Fiorina definitely looked presidential in her first major-debate appearance. She convincingly demonstrated that she can handle the job. Handling Trump was a big part of that. A big part of Trump’s appeal, misunderstood by those who dismissed him early as a buffoon, is that many voters see him as a “no-nonsense” guy: he barges into the boardroom and gets things done. He doesn’t dither, he won’t back down, he defies the normal rules of political correctness. Fiorina looked truly no-nonsense compared to him last night, especially when she shot him down with that regal sideways glance during the business about his insulting her looks. It matters that she handled that so well. It matters so much that he probably did her a favor by attacking her.
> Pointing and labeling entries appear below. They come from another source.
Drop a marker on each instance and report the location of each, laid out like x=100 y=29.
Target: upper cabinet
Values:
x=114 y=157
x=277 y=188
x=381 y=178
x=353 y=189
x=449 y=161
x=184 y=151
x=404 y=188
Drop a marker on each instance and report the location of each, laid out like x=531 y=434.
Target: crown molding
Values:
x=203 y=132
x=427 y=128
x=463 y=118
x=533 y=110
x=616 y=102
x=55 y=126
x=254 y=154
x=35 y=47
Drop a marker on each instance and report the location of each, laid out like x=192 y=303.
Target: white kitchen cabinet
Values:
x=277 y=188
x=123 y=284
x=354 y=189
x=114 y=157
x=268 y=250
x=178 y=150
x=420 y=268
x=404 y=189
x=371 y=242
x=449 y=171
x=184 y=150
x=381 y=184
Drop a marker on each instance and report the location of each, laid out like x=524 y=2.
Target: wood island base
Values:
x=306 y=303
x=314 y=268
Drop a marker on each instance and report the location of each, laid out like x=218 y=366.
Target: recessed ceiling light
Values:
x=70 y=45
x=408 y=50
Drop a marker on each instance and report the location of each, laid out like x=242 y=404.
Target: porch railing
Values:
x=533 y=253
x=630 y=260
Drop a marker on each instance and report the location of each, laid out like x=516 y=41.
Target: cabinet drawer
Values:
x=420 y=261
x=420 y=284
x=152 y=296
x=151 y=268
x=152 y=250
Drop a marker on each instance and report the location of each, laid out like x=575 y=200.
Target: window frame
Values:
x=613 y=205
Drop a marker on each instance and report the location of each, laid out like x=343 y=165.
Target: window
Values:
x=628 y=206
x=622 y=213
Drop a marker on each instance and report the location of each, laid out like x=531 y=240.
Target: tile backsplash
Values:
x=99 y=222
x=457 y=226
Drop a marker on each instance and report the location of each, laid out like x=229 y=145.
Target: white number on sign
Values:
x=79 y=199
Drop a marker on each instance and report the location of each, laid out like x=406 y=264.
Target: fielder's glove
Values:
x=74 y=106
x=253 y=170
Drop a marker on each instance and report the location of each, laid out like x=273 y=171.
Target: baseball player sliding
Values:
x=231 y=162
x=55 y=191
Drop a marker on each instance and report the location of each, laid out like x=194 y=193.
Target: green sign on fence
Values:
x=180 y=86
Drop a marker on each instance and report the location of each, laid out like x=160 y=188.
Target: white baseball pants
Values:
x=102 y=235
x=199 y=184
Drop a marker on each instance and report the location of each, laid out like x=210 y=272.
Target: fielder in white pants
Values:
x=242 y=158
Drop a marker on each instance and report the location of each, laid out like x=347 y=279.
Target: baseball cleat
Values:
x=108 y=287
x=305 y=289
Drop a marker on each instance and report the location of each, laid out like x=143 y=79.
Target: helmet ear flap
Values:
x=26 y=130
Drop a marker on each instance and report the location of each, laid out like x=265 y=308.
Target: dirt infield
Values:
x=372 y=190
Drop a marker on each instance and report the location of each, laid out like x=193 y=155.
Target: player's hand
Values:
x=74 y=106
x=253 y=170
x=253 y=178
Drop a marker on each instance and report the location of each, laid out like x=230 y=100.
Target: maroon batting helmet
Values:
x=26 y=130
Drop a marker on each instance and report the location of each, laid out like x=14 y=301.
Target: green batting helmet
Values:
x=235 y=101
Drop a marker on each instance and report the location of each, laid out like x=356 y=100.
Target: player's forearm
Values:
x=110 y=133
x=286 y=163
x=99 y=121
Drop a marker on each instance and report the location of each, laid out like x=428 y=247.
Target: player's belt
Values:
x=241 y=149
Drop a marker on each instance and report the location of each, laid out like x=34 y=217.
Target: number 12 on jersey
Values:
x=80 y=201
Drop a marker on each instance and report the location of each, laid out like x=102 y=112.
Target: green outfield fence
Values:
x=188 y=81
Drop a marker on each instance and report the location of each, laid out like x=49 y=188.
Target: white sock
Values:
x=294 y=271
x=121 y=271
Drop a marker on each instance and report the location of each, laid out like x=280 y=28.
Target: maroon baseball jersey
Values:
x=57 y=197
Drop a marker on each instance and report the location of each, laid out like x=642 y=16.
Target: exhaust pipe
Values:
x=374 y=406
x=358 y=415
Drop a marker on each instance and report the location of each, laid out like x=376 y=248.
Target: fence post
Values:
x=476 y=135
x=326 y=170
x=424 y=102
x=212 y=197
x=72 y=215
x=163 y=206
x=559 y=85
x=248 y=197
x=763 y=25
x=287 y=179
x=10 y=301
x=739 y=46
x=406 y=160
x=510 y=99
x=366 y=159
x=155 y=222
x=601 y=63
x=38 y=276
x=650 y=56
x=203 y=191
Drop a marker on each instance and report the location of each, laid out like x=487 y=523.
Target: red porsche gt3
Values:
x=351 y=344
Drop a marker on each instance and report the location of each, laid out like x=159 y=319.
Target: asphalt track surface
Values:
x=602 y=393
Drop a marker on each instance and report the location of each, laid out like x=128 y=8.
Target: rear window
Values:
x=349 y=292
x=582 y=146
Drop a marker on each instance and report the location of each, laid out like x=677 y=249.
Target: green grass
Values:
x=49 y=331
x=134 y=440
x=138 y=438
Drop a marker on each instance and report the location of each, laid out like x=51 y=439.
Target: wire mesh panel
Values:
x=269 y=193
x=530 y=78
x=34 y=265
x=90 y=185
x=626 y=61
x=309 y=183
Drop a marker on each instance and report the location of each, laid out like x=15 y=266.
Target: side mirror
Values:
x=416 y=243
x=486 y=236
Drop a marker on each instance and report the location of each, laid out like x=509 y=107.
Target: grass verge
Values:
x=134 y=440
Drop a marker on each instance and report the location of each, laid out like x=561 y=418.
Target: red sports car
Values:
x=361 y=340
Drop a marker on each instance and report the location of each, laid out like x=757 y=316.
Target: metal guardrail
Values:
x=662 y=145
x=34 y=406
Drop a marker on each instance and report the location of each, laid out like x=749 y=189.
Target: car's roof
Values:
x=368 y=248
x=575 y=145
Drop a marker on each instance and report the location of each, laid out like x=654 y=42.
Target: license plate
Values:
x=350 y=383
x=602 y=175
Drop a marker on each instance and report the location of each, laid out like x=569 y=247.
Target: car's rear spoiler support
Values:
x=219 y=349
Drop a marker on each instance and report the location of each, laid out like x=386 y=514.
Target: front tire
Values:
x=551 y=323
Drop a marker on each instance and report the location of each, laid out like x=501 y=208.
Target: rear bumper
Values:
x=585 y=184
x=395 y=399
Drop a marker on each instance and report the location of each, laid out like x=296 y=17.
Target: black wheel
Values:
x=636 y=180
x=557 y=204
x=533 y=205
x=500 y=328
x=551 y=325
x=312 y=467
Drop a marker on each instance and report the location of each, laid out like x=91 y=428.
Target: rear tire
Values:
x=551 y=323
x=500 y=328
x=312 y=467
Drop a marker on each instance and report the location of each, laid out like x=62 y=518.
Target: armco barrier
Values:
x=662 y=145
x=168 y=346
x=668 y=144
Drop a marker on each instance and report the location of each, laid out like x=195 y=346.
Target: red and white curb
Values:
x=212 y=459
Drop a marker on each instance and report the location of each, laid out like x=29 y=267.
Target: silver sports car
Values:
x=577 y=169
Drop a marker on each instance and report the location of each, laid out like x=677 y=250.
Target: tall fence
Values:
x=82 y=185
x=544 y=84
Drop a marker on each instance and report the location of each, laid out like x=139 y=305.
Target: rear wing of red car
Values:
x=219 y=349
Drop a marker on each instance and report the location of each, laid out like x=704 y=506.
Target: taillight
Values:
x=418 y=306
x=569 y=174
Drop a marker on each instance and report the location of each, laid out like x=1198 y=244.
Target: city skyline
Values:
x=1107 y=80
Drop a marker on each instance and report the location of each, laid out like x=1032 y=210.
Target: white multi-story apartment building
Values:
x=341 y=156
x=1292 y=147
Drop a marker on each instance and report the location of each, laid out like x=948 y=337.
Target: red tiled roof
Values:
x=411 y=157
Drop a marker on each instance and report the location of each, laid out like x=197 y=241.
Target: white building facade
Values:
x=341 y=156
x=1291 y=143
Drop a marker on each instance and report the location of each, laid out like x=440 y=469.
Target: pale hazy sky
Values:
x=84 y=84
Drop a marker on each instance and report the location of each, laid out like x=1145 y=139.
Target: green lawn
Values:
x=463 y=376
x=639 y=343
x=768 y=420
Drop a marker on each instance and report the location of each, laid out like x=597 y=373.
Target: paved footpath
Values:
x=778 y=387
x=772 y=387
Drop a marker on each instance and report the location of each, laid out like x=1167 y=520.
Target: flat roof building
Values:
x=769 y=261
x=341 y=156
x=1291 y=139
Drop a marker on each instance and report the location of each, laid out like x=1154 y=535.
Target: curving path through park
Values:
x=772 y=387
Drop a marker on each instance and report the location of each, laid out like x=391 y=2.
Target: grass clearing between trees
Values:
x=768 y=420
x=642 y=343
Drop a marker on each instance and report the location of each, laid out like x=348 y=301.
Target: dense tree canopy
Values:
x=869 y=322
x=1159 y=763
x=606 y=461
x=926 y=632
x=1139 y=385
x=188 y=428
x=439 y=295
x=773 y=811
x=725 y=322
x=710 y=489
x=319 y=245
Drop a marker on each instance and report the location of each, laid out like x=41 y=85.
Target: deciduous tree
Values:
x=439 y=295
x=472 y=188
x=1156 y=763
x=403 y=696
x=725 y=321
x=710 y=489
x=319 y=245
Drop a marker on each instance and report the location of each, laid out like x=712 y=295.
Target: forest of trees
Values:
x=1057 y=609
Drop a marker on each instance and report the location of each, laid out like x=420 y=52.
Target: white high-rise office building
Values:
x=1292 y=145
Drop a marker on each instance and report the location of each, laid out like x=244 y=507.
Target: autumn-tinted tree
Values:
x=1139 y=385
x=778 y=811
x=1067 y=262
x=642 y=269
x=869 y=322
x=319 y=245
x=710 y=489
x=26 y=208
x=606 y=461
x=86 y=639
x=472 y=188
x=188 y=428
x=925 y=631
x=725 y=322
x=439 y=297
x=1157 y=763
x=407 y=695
This is a dance marathon, so there is time for the plausible candidates to adjust and grow. Those with deep financial and political resources can hang on until excitement matters just a bit less, and the field narrows. Marco Rubio and Ted Cruz are still doing well in all five categories. Rubio probably did well enough last night to help himself a bit.

But there is nearly universal consensus that it was Carly Fiorina’s spotlight dance, and now every candidate who survives the coming weeks needs to think about how they’ll take her onto the floor during the next debate… especially since we’re approaching the point where asterisk candidates drop out, and there will soon be time for the remaining contenders to engage each other with more than quick stingers and zingers.